Thursday, February 11, 2010

Jobless Claims Drop

From Bloomberg:

Fewer Americans than anticipated filed claims for unemployment insurance last week as an administrative backlog subsided and indicating companies are nearing the end of major staff cuts as the economy recovers.

Initial jobless applications declined by 43,000 to 440,000 in the week ended Feb. 6, the lowest level in five weeks, from 483,000 the prior week, Labor Department figures showed today in Washington. The total number of people receiving unemployment insurance and those receiving extended benefits decreased.

The fastest pace of growth in six years last quarter means the economy may be poised to add jobs as companies restock shelves to keep pace with increased sales. At the same time, with an unemployment rate projected to average almost 10 percent this year, consumer spending may be slow to recover.

“Things have not really deteriorated,” said Stephen Gallagher, chief U.S. economist at Societe Generale SA in New York. “Unfortunately it doesn’t show much improvement either.”


Here's the chart:

2 comments:

brodero said...

The 52 week moving average of non
seasonally adjusted claims is now 547,970. This number topped out on November 7th at 576,773. It has a
.91 correlation to the unemployment rate. On a state basis all major states ares showing
nice declines in this number except
one very important state,California. A healthy California is usually 11%-13% of jobless claims.

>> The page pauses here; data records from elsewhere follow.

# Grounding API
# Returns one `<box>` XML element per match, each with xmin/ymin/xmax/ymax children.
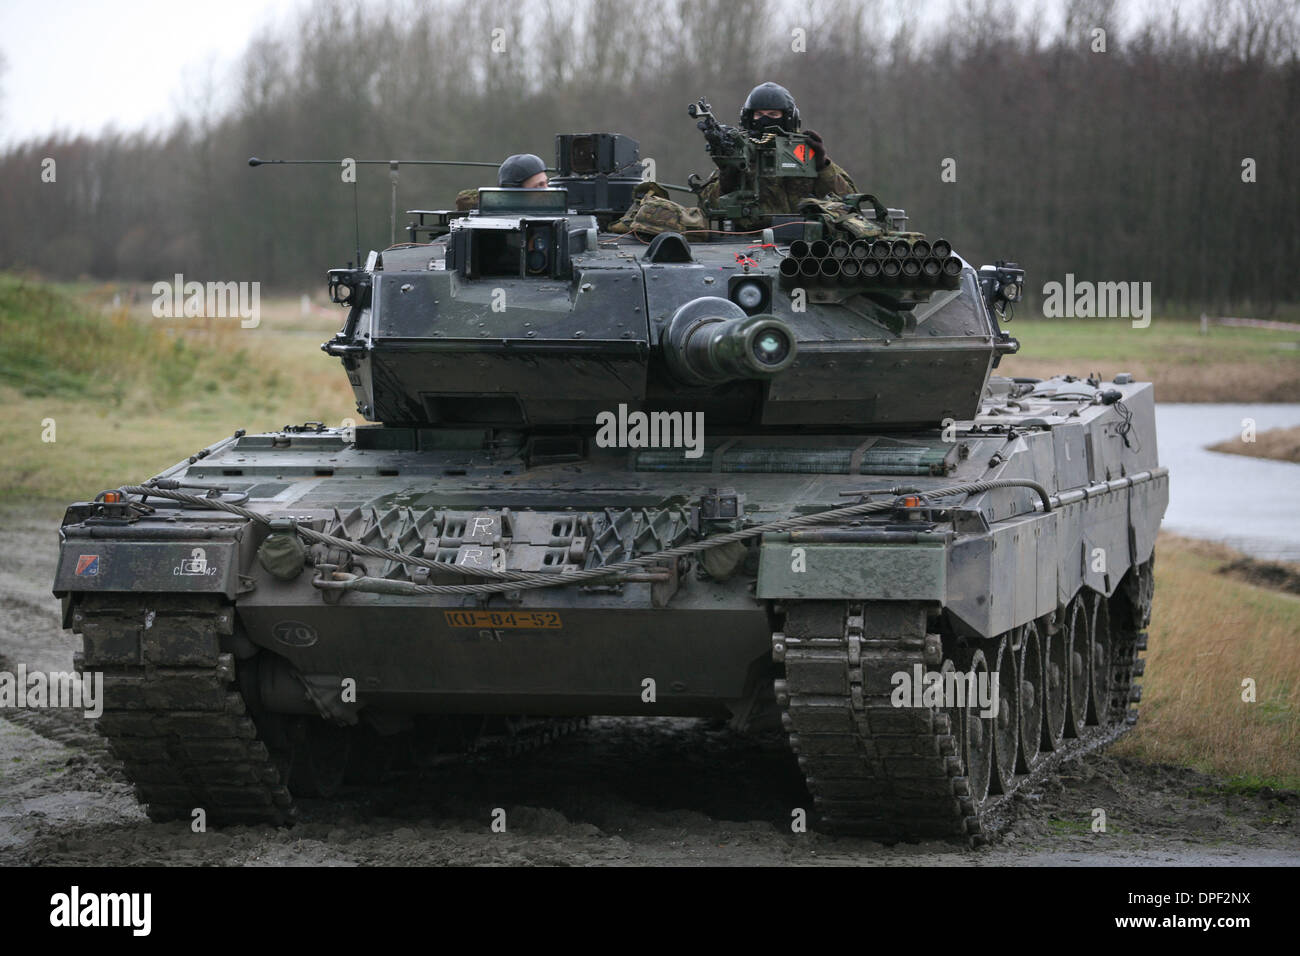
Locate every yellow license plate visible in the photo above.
<box><xmin>443</xmin><ymin>610</ymin><xmax>563</xmax><ymax>629</ymax></box>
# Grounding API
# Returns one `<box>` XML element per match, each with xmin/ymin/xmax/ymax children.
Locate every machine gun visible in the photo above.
<box><xmin>685</xmin><ymin>96</ymin><xmax>820</xmax><ymax>225</ymax></box>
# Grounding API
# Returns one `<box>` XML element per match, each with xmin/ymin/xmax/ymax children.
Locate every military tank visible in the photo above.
<box><xmin>53</xmin><ymin>130</ymin><xmax>1167</xmax><ymax>843</ymax></box>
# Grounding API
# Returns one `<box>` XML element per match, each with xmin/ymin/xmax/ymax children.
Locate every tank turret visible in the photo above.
<box><xmin>324</xmin><ymin>140</ymin><xmax>1017</xmax><ymax>432</ymax></box>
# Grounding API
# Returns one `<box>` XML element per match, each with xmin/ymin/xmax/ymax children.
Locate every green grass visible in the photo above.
<box><xmin>1192</xmin><ymin>775</ymin><xmax>1297</xmax><ymax>798</ymax></box>
<box><xmin>0</xmin><ymin>276</ymin><xmax>355</xmax><ymax>503</ymax></box>
<box><xmin>1047</xmin><ymin>817</ymin><xmax>1092</xmax><ymax>835</ymax></box>
<box><xmin>1112</xmin><ymin>536</ymin><xmax>1300</xmax><ymax>790</ymax></box>
<box><xmin>1009</xmin><ymin>317</ymin><xmax>1300</xmax><ymax>364</ymax></box>
<box><xmin>0</xmin><ymin>276</ymin><xmax>265</xmax><ymax>406</ymax></box>
<box><xmin>1000</xmin><ymin>318</ymin><xmax>1300</xmax><ymax>400</ymax></box>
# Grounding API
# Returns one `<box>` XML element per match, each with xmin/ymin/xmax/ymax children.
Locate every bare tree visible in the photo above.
<box><xmin>0</xmin><ymin>0</ymin><xmax>1295</xmax><ymax>311</ymax></box>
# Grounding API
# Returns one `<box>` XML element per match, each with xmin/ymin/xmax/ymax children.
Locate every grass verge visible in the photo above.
<box><xmin>1000</xmin><ymin>318</ymin><xmax>1300</xmax><ymax>401</ymax></box>
<box><xmin>1208</xmin><ymin>425</ymin><xmax>1300</xmax><ymax>464</ymax></box>
<box><xmin>1113</xmin><ymin>534</ymin><xmax>1300</xmax><ymax>789</ymax></box>
<box><xmin>0</xmin><ymin>276</ymin><xmax>354</xmax><ymax>503</ymax></box>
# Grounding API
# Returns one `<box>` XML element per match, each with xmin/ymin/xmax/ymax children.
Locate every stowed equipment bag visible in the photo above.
<box><xmin>608</xmin><ymin>182</ymin><xmax>706</xmax><ymax>238</ymax></box>
<box><xmin>795</xmin><ymin>193</ymin><xmax>909</xmax><ymax>241</ymax></box>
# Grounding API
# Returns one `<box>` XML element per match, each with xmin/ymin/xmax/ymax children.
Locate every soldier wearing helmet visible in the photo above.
<box><xmin>740</xmin><ymin>81</ymin><xmax>802</xmax><ymax>134</ymax></box>
<box><xmin>698</xmin><ymin>82</ymin><xmax>856</xmax><ymax>229</ymax></box>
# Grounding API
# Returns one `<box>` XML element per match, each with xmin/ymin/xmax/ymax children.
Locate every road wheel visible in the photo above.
<box><xmin>1064</xmin><ymin>596</ymin><xmax>1090</xmax><ymax>737</ymax></box>
<box><xmin>1017</xmin><ymin>620</ymin><xmax>1043</xmax><ymax>772</ymax></box>
<box><xmin>1042</xmin><ymin>616</ymin><xmax>1068</xmax><ymax>750</ymax></box>
<box><xmin>989</xmin><ymin>633</ymin><xmax>1019</xmax><ymax>795</ymax></box>
<box><xmin>1088</xmin><ymin>591</ymin><xmax>1114</xmax><ymax>727</ymax></box>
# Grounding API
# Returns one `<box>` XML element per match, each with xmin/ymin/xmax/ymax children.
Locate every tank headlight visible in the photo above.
<box><xmin>734</xmin><ymin>280</ymin><xmax>764</xmax><ymax>311</ymax></box>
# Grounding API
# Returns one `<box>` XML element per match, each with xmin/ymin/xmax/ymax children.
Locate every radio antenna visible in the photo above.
<box><xmin>249</xmin><ymin>156</ymin><xmax>520</xmax><ymax>259</ymax></box>
<box><xmin>352</xmin><ymin>178</ymin><xmax>361</xmax><ymax>268</ymax></box>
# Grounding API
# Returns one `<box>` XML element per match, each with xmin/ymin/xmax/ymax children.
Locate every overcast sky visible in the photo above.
<box><xmin>0</xmin><ymin>0</ymin><xmax>1191</xmax><ymax>149</ymax></box>
<box><xmin>0</xmin><ymin>0</ymin><xmax>299</xmax><ymax>147</ymax></box>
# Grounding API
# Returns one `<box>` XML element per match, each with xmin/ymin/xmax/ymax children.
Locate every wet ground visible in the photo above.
<box><xmin>3</xmin><ymin>508</ymin><xmax>1297</xmax><ymax>865</ymax></box>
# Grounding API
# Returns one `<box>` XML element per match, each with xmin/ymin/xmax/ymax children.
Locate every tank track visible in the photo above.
<box><xmin>75</xmin><ymin>594</ymin><xmax>295</xmax><ymax>825</ymax></box>
<box><xmin>774</xmin><ymin>586</ymin><xmax>1146</xmax><ymax>845</ymax></box>
<box><xmin>74</xmin><ymin>594</ymin><xmax>586</xmax><ymax>825</ymax></box>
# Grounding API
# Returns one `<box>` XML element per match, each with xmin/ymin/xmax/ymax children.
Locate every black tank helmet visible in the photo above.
<box><xmin>497</xmin><ymin>153</ymin><xmax>547</xmax><ymax>187</ymax></box>
<box><xmin>740</xmin><ymin>82</ymin><xmax>800</xmax><ymax>133</ymax></box>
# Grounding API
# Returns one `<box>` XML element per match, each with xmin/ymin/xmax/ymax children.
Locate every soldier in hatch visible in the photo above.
<box><xmin>497</xmin><ymin>153</ymin><xmax>549</xmax><ymax>189</ymax></box>
<box><xmin>696</xmin><ymin>82</ymin><xmax>856</xmax><ymax>229</ymax></box>
<box><xmin>454</xmin><ymin>153</ymin><xmax>550</xmax><ymax>210</ymax></box>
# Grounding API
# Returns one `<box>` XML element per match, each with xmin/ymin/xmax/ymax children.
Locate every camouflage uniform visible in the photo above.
<box><xmin>697</xmin><ymin>159</ymin><xmax>857</xmax><ymax>232</ymax></box>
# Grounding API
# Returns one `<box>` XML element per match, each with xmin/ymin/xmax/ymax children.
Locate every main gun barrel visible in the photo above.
<box><xmin>662</xmin><ymin>298</ymin><xmax>797</xmax><ymax>385</ymax></box>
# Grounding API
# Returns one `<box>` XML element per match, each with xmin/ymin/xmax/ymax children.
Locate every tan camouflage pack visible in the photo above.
<box><xmin>608</xmin><ymin>182</ymin><xmax>706</xmax><ymax>237</ymax></box>
<box><xmin>454</xmin><ymin>187</ymin><xmax>479</xmax><ymax>212</ymax></box>
<box><xmin>629</xmin><ymin>196</ymin><xmax>707</xmax><ymax>237</ymax></box>
<box><xmin>607</xmin><ymin>182</ymin><xmax>668</xmax><ymax>233</ymax></box>
<box><xmin>798</xmin><ymin>198</ymin><xmax>884</xmax><ymax>240</ymax></box>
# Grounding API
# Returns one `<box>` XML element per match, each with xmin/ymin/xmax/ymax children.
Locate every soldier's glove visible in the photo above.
<box><xmin>803</xmin><ymin>129</ymin><xmax>831</xmax><ymax>171</ymax></box>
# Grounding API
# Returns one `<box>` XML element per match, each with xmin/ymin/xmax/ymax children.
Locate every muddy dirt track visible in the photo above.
<box><xmin>2</xmin><ymin>508</ymin><xmax>1297</xmax><ymax>866</ymax></box>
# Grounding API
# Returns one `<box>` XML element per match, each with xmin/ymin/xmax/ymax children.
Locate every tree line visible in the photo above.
<box><xmin>1</xmin><ymin>0</ymin><xmax>1296</xmax><ymax>313</ymax></box>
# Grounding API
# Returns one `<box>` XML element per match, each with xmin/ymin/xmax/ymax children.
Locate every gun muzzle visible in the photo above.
<box><xmin>840</xmin><ymin>259</ymin><xmax>862</xmax><ymax>281</ymax></box>
<box><xmin>850</xmin><ymin>240</ymin><xmax>870</xmax><ymax>260</ymax></box>
<box><xmin>941</xmin><ymin>255</ymin><xmax>962</xmax><ymax>276</ymax></box>
<box><xmin>829</xmin><ymin>240</ymin><xmax>851</xmax><ymax>260</ymax></box>
<box><xmin>861</xmin><ymin>259</ymin><xmax>882</xmax><ymax>279</ymax></box>
<box><xmin>882</xmin><ymin>259</ymin><xmax>902</xmax><ymax>278</ymax></box>
<box><xmin>790</xmin><ymin>239</ymin><xmax>810</xmax><ymax>258</ymax></box>
<box><xmin>870</xmin><ymin>240</ymin><xmax>891</xmax><ymax>259</ymax></box>
<box><xmin>932</xmin><ymin>239</ymin><xmax>952</xmax><ymax>259</ymax></box>
<box><xmin>819</xmin><ymin>257</ymin><xmax>841</xmax><ymax>280</ymax></box>
<box><xmin>922</xmin><ymin>257</ymin><xmax>943</xmax><ymax>279</ymax></box>
<box><xmin>901</xmin><ymin>257</ymin><xmax>922</xmax><ymax>278</ymax></box>
<box><xmin>890</xmin><ymin>239</ymin><xmax>911</xmax><ymax>258</ymax></box>
<box><xmin>810</xmin><ymin>240</ymin><xmax>830</xmax><ymax>259</ymax></box>
<box><xmin>662</xmin><ymin>299</ymin><xmax>798</xmax><ymax>385</ymax></box>
<box><xmin>912</xmin><ymin>239</ymin><xmax>931</xmax><ymax>258</ymax></box>
<box><xmin>799</xmin><ymin>257</ymin><xmax>820</xmax><ymax>278</ymax></box>
<box><xmin>779</xmin><ymin>257</ymin><xmax>802</xmax><ymax>281</ymax></box>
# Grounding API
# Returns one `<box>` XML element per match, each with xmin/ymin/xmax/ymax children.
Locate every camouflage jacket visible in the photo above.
<box><xmin>697</xmin><ymin>160</ymin><xmax>857</xmax><ymax>231</ymax></box>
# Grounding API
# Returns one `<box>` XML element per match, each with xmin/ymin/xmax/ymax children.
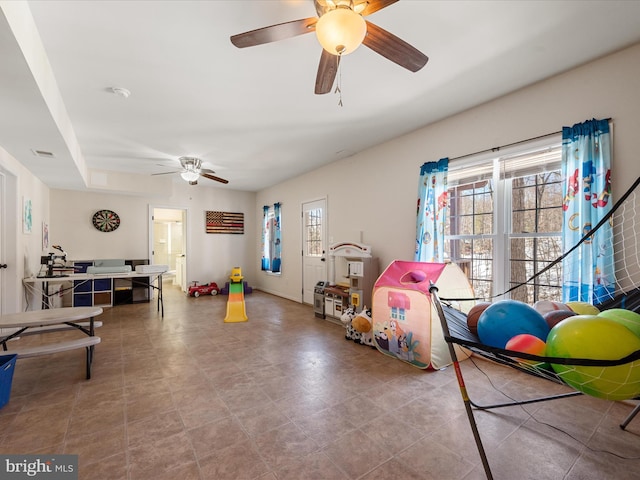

Today's numbers show California is 17.8% of non seasonally adjusted claims.

Dragonchild said...

This is starting to look like Thomas Friedman's "the next six months in Iraq will be critical" nonsense that went on for more than three years.

In my industry (electronics), people aren't hiring. They're just stretching lead times. We're talking double, triple lead times, no hiring. And there's no market pressure to be the firm to hire workers, because everyone else is doing the same thing and revenue-starved OEMs are tossing everything (quality, value, service, delivery, you name it) and buying on price. They'll take a 30-week lead time over a 6-week lead time if they can get the part 10% cheaper. So, if anything, there's pressure to run even leaner, even if it means tossing another 4-6 weeks to your lead time.

We just came out of the worst recession in three generations. Managers have never seen anything like it, so they're all a little crazy right now.